His eyes showed embarrassment, a pain made worse by years of comparing himself to others. As the middle of three brothers, Ravi felt overshadowed by his oldest sibling, a doctor praised at every family event. The youngest was always called “the baby” and never blamed for anything.
Growing up in his family, Ravi learned to stay invisible to avoid being compared. One memory still bothered him: as a child, he stood on a stool to reach a jar on a high shelf. The jar slipped and broke. “See? You can’t handle big things.” Those words stuck with him. After that, Ravi became careful, worked quietly, and avoided attention. He stayed away from meetings, felt uncomfortable with praise, and at night, replayed his mistakes in his mind, as if he was being judged.
In therapy, we slowly explored Ravi’s belief that kept him safe: “If I never risk, I can never be humiliated.” This rule protected him, but it also limited him. We noticed how every feeling of inferiority made him put up defences like perfectionism, checking his work over and over, and avoiding presentations at the last minute. Change would take time, so we planned small, brave steps. Each week, Ravi would try one “imperfect action” and do something kind for a colleague, not to get approval, but just to connect.

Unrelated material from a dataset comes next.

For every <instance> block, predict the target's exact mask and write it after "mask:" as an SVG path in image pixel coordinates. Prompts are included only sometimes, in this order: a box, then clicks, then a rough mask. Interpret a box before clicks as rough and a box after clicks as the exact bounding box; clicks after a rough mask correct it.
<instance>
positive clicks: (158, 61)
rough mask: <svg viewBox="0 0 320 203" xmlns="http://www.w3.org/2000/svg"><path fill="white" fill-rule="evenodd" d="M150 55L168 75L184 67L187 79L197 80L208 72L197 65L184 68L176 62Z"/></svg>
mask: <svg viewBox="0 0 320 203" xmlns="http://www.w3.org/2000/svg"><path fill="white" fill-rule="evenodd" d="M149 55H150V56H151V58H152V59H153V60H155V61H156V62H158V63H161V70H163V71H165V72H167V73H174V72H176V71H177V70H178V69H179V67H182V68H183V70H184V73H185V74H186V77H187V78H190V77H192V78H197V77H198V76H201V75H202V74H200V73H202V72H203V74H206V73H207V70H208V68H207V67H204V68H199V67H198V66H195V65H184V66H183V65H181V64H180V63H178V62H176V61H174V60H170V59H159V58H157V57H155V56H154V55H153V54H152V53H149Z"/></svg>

👉 first step was small but seismic: he volunteered to train a new hire for just twenty minutes. His hands trembled as he spoke, but afterwards, the trainee’s warm gratitude left him stunned and for the first time in years, Ravi felt his chest loosen, as if a weight had shifted.
Emboldened, he applied for a team-lead role, rehearsing a simple script:
“I’m learning; I can still contribute.”
When he wasn’t chosen, he braced himself for collapse but it didn’t come. Instead, his disappointment felt bearable, edged with pride. Over the next months, Ravi’s sense of worth slowly migrated, away from the harsh scale of comparison, toward the quiet satisfaction of being useful.
Moral:
When your private goal is only to avoid shame, life becomes small and silent. But if you choose to contribute rather than aim for perfection, you become braver, and new opportunities appear.